Be sure to keep an eye on the onions for the topping as I burned my first batch.

green bean casserole

For the topping:
2 medium onions, thinly sliced
1/4 cup all-purpose flour
1 tablespoons panko bread crumbs
1 tablespoon regular unseasoned breadcrumbs
1 teaspoon kosher salt
Nonstick cooking spray

For beans and sauce:
2 tablespoons plus 1 teaspoon kosher salt, divided
1 pound fresh green beans, rinsed, trimmed and halved
2 tablespoons unsalted butter
12 ounces mushrooms, trimmed and cut into 1/2-inch pieces
1/2 teaspoon freshly ground black pepper
2 cloves garlic, minced
2 tablespoons all-purpose flour
1 cup chicken broth
1 cup half-and-half

Preheat the oven to 475 degrees F.

Use a mandolin to slice the onions very thin, then separate into rings.

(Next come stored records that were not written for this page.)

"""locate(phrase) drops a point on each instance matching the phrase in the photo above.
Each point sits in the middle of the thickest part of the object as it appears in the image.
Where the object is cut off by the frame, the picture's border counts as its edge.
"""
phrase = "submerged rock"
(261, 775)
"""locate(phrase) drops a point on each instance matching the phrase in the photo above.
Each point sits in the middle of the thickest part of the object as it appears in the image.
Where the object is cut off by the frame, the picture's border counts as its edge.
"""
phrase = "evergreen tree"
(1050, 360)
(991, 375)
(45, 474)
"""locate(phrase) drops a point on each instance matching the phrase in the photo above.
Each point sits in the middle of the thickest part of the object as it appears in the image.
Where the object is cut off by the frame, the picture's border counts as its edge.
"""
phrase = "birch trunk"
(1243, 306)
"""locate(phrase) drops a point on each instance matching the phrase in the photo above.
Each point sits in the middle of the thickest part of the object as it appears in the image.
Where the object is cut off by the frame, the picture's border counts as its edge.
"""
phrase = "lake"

Combine the onions, flour, panko and salt in a large mixing bowl and toss to combine. Spray a sheet pan with nonstick cooking spray and evenly spread the onions on the pan. Place the pan on the middle rack of the oven and bake until golden brown, approximately 30 minutes. Toss the onions a few times while they bake. Once done, remove from the oven and set aside until ready to use.

Turn the oven down to 400 degrees F.

While the onions are cooking, prepare the beans. Bring a gallon of water and 2 tablespoons of salt to a boil in an 8-quart saucepan. Add the beans and blanch for 5 minutes. Drain in a colander and immediately plunge the beans into a large bowl of ice water to stop the cooking. Drain and set aside.

Melt the butter in a 12-inch cast iron skillet set over medium-high heat. Add the mushrooms, 1 teaspoon salt and pepper and cook, stirring occasionally, until the mushrooms begin to give up some of their liquid, approximately 4 to 5 minutes. Add the garlic and continue to cook for another 1 to 2 minutes. Sprinkle the flour over the mixture and stir to combine. Cook for 1 minute. Add the broth and simmer for 1 minute. Decrease the heat to medium-low and add the half-and-half. Cook until the mixture thickens, stirring occasionally, approximately 6 to 8 minutes.

Remove from the heat and stir in 1/4 of the onions and all of the green beans. Top with the remaining onions. Place into the oven and bake until bubbly, approximately 15 minutes. Remove and serve immediately.